For local usage of this mcp server, you need to have the HCM documents in the `data/hcm_files` directory. And make sure to split it into each chapter as a separate PDF file. I used 128 texts as chunk size for RAG usage.
It takes approximately <=30 minutes to embed and store all HCM documents in the ChromaDB database.
## Content
This is what separated files expected to be within this folder from the HCM documents and associated pages.

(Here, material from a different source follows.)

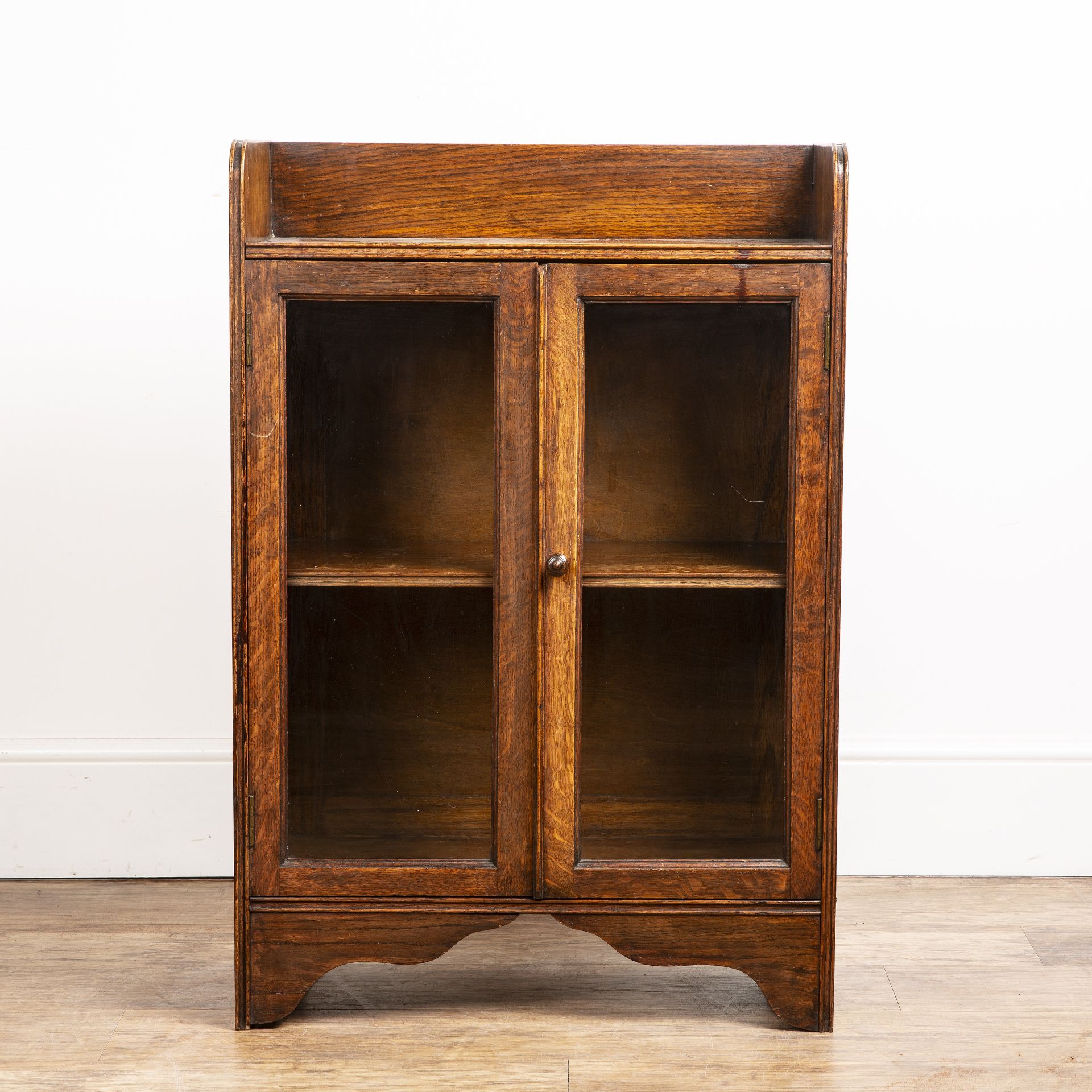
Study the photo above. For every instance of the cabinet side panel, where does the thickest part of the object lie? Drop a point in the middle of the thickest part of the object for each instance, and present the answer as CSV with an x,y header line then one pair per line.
x,y
839,206
237,353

| Chapter | Page Range | Title |
|---------|-------------|-------------------------------------------------------|
| Misc | 1-146 | Preface |
| 1 | 147–180 | HCM User's Guide |
| 2 | 181–210 | Applications |
| 3 | 211–277 | Modal Characteristics |
| 4 | 278–353 | Traffic Operations and Capacity Concepts |
| 5 | 354–377 | Quality and Level-of-Service Concepts |
| 6 | 378–428 | HCM and Alternative Analysis Tools |
| 7 | 429–490 | Interpreting HCM and Alternative Tool Results |
| 8 | 491–526 | HCM Primer |
| 9 | 527–625 | Glossary and Symbols |
| 10 | 626–722 | Freeway Facilities Core Methodology |
| 11 | 723–800 | Freeway Reliability Analysis |
| 12 | 801–902 | Basic Freeway and Multilane Highway Segments |
| 13 | 903–969 | Freeway Weaving Segments |
| 14 | 970–1047 | Freeway Merge and Diverge Segments |
| 15 | 1048–1141 | Two-Lane Highways |
| 16 | 1142–1194 | Urban Street Facilities |
| 17 | 1195–1263 | Urban Street Reliability and ATDM |
| 18 | 1264–1396 | Urban Street Segments |
| 19 | 1397–1582 | Signalized Intersections |
| 20 | 1583–1682 | Two-Way Stop-Controlled Intersections |
| 21 | 1683–1731 | All-Way Stop-Controlled Intersections |
| 22 | 1732–1785 | Roundabouts |
| 23 | 1786–1951 | Ramp Terminals and Alternative Intersections |
| 24 | 1952–2011 | Off-Street Pedestrian and Bicycle Facilities |
| 25 | 2012–2255 | Freeway Facilities: Supplemental |
| 26 | 2256–2457 | Freeway and Highway Segments: Supplemental |
| 27 | 2458–2530 | Freeway Weaving: Supplemental |
| 28 | 2531–2579 | Freeway Merges and Diverges: Supplemental |
| 29 | 2580–2749 | Urban Street Facilities: Supplemental |
| 30 | 2750–2894 | Urban Street Segments: Supplemental |
| 31 | 2895–3165 | Signalized Intersections: Supplemental |
| 32 | 3166–3284 | Stop-Controlled Intersections: Supplemental |
| 33 | 3285–3325 | Roundabouts: Supplemental |
| 34 | 3326–3513 | Interchange Ramp Terminals: Supplemental |
| 35 | 3514–3526 | Pedestrian and Bicycles: Supplemental |
| 36 | 3527-3609 | Concepts: Supplemental |
| 37 | 3610–3653 | ATDM: Supplemental |
| 38 | 3654–3957 | Network Analysis |
## Note
Note that the splitted PDF must be readable format. Sometime, they are converted to images, which are not readable by the text extraction tools. In that case, you can use OCR tools like Tesseract to convert them to text (not implemented yet).